Moins d’impôts, c’est surtout moins d’Etat

 

Le projet allemand est également intéressant. Angela Merkel, avec un certain courage, s’était opposée aux plans de relance massifs. Mais la pression est telle, à commencer par celle de la France et celle du SPD, qu’elle envisage un nouveau plan de 50 milliards d’euros. Il faut dire que la compétition électorale est déjà ouverte et que la « grande coalition » CDU-SPD n’y résistera pas. L’aile libérale de la CDU, ainsi que la CSU, pousse à la baisse des impôts. Les choses ne sont pas totalement arrêtées, mais les baisses d’impôts pourraient porter sur 15 milliards ! Moins d’un tiers du plan, ce n’est pas beaucoup.

Certains membres importants de la CDU sont en désaccord. Les uns ont peur que la baisse des impôts ne crée ou n’augmente le déficit budgétaire, montrant leur ignorance de l’effet Laffer, tandis que d’autres trouvent cette baisse insuffisante. On peut parier que la baisse des impôts sera un des grands débats de la future élection.

Face au SPD socialiste opposé à toute trêve fiscale, la CDU est divisée. La baisse des impôts se marie-t-elle ou non avec une hausse des dépenses (comme dans le projet Merkel actuel) ? Lors de l’élection précédente, Angela Merkel, après avoir proposé une sorte de flat tax, avait fait machine arrière. Osera-t-elle cette fois-ci une réforme fiscale plus radicale ?

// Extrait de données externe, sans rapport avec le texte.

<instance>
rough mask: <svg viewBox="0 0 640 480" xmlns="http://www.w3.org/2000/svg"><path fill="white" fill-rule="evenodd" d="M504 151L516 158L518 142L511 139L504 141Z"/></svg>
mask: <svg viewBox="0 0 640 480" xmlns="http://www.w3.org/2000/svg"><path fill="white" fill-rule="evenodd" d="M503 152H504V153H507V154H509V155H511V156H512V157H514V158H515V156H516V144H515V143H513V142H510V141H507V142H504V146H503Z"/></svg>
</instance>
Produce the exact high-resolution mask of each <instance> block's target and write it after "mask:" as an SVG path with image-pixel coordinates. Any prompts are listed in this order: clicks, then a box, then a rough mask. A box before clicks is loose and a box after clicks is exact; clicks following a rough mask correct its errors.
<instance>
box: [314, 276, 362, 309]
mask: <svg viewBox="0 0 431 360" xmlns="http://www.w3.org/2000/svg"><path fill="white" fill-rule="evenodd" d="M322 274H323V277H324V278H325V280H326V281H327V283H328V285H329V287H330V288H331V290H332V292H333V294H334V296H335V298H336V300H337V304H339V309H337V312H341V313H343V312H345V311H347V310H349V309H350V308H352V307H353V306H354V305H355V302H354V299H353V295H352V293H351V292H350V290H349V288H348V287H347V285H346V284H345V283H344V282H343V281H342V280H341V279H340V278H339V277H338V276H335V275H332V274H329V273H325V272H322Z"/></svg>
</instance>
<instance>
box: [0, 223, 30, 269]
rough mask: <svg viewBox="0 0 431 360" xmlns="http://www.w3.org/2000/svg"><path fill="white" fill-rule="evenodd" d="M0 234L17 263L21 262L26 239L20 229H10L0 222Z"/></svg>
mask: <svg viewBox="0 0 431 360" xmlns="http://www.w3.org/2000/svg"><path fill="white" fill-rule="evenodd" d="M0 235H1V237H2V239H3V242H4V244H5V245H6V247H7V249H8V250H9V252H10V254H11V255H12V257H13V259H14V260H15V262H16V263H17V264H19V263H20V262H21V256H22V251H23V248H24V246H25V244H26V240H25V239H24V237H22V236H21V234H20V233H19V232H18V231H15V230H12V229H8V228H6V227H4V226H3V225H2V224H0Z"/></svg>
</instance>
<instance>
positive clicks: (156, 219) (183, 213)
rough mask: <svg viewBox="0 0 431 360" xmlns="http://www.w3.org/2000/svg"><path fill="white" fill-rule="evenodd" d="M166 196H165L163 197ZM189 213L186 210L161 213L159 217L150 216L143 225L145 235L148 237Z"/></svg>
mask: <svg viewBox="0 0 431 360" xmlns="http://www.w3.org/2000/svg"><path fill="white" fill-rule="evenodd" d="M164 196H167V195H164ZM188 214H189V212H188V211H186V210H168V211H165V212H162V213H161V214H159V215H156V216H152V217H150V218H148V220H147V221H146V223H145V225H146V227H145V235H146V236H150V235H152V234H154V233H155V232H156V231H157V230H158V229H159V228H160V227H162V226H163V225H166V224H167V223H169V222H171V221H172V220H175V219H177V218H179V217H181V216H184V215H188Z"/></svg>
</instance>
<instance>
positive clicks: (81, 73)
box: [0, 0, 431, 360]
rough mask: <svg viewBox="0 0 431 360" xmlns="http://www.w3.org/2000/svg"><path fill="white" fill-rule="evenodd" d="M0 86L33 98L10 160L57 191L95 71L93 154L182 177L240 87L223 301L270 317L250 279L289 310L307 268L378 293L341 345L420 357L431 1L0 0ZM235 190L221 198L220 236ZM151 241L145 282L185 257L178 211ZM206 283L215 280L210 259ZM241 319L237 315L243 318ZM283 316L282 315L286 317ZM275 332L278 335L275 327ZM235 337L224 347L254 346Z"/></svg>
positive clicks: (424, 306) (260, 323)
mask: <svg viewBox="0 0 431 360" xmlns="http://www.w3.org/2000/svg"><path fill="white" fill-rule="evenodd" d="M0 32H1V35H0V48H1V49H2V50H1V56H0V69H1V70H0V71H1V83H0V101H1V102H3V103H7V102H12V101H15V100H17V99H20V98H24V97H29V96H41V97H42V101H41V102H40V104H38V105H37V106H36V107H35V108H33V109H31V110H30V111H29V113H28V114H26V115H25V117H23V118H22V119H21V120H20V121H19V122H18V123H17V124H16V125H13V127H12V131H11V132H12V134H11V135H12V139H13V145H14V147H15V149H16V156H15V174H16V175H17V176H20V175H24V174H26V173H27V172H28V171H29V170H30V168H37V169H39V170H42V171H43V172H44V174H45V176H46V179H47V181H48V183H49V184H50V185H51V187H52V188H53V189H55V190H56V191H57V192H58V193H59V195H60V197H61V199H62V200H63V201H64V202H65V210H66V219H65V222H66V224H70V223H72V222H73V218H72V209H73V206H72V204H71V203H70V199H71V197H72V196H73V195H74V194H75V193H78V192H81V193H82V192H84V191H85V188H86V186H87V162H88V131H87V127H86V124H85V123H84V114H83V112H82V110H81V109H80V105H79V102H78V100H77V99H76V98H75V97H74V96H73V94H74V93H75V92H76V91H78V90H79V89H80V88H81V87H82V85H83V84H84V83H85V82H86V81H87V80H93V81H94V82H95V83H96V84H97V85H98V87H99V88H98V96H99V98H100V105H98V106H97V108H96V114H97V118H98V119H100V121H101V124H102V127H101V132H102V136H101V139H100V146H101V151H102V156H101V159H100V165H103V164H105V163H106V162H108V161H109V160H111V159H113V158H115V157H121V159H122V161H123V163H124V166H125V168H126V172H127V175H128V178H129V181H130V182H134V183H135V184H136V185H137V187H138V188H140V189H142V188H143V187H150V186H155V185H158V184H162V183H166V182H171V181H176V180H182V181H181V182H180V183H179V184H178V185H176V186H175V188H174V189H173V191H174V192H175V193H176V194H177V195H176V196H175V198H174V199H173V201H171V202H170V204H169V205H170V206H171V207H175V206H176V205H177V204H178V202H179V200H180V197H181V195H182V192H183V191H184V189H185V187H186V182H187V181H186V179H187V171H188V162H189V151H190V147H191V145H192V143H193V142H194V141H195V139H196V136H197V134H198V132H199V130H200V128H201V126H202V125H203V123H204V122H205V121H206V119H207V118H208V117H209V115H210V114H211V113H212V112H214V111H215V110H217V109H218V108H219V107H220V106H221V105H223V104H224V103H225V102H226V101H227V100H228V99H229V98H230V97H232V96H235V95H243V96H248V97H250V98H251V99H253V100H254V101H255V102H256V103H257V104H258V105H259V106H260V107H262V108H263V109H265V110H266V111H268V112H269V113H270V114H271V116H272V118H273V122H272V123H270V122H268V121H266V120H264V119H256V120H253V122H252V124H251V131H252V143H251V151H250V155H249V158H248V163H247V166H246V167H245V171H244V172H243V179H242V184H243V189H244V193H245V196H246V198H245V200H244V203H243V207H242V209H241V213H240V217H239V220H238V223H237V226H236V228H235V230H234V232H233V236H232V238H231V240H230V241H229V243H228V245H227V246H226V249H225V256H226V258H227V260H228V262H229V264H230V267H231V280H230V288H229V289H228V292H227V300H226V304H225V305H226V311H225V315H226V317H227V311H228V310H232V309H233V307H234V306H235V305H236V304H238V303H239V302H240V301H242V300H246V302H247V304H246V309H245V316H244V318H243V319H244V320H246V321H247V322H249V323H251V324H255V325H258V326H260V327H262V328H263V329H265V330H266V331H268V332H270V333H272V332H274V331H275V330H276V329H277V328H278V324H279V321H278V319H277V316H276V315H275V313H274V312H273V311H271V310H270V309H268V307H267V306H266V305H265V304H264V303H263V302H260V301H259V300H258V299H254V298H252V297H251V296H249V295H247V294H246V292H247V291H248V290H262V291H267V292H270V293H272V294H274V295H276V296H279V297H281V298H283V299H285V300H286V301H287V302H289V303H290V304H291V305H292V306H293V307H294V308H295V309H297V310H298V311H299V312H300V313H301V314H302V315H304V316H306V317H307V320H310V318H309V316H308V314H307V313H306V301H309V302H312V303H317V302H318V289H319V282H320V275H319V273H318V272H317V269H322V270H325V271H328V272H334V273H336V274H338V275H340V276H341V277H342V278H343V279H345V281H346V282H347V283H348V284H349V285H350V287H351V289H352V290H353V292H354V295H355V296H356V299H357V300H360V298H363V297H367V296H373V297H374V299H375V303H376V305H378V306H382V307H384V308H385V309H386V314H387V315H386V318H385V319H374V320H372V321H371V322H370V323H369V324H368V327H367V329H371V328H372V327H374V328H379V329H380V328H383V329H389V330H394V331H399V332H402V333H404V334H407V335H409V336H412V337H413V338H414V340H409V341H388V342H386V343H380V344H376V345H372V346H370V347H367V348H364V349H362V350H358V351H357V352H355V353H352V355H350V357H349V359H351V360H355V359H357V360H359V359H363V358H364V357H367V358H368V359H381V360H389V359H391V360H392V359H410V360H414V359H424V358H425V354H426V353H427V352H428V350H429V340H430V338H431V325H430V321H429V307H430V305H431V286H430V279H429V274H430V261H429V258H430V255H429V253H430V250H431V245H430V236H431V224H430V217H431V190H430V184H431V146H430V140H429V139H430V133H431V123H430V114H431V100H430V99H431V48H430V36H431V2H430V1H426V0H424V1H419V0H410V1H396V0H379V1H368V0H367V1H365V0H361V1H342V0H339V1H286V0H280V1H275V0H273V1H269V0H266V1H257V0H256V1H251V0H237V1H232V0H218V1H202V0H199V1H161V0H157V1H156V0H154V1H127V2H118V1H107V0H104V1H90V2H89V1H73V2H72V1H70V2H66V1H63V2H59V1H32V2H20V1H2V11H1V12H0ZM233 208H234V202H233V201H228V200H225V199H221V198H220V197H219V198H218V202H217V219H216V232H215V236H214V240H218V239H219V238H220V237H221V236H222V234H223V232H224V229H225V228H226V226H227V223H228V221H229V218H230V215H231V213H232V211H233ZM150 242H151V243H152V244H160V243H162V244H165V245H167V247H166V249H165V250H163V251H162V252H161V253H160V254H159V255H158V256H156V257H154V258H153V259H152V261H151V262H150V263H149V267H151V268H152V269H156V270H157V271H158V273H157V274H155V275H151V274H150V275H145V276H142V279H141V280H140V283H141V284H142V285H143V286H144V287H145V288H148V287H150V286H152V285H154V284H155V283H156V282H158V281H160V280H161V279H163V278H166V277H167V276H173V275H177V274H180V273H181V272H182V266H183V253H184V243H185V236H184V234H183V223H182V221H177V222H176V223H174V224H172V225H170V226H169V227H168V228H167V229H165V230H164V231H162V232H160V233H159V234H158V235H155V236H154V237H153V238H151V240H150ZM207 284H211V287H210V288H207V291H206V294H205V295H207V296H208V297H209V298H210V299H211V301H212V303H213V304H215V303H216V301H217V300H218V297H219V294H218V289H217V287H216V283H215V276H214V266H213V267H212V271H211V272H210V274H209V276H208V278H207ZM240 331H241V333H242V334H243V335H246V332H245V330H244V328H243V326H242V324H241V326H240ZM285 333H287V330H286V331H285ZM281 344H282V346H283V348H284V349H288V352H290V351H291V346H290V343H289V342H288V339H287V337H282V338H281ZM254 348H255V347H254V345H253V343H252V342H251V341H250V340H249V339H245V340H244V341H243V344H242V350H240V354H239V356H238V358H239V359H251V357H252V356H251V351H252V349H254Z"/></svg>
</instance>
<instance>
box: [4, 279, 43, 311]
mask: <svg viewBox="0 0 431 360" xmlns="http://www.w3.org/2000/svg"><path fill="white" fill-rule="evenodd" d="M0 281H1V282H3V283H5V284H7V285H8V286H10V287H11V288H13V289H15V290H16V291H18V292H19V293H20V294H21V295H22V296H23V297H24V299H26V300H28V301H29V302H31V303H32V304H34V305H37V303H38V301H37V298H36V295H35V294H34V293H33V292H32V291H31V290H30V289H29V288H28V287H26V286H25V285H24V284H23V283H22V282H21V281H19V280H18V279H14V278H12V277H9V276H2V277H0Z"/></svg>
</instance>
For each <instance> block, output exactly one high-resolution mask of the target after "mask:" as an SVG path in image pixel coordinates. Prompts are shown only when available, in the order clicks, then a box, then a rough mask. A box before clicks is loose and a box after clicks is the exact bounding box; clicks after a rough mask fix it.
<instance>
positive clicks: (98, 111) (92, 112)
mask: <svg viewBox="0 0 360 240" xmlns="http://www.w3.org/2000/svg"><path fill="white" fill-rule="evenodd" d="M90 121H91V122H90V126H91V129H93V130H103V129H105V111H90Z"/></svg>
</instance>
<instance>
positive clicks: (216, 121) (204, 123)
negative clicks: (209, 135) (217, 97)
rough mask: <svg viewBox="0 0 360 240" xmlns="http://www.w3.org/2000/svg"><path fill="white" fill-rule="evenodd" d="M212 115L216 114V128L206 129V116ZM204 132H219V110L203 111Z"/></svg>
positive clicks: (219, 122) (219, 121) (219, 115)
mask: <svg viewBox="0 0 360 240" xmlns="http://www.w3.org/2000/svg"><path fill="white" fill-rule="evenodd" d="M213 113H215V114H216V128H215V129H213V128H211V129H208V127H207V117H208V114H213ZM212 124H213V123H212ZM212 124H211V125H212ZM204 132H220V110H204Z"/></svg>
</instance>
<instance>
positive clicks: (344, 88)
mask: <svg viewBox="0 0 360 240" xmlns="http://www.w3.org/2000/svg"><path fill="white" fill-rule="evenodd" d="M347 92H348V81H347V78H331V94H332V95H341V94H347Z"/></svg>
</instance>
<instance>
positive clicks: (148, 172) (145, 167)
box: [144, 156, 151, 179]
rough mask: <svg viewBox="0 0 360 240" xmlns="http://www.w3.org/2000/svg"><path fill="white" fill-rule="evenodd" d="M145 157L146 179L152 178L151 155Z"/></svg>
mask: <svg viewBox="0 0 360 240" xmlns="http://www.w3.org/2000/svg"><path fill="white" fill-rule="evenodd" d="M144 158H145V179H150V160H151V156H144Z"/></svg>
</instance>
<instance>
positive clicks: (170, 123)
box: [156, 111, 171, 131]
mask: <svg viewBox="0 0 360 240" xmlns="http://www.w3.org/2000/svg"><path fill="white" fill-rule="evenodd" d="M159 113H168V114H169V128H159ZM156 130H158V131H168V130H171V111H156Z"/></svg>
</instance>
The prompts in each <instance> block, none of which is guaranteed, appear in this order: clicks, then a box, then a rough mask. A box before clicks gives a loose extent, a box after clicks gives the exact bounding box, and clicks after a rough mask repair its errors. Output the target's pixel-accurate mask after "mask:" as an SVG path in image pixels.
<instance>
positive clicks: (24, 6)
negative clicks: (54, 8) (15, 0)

En conclusion, les baisses d’impôts sont abordées, tant aux Etats-Unis qu’en Allemagne, en termes plus politiques qu’économiques. On cherche à s’adresser aux électeurs contribuables quels qu’ils soient, sans souci des effets de ces « cadeaux fiscaux » sur l’économie. Dans une logique économique opposée aux utopies keynésiennes, il y a en matière de baisses d’impôts deux impératifs :

-          une discrimination positive en faveur de ceux qui contribuent à la croissance par leur travail, leur esprit d’entreprise, leur épargne  - donc une baisse de la progressivité ;

-          un accompagnement par une baisse drastique des dépenses publiques et un retrait de l’Etat.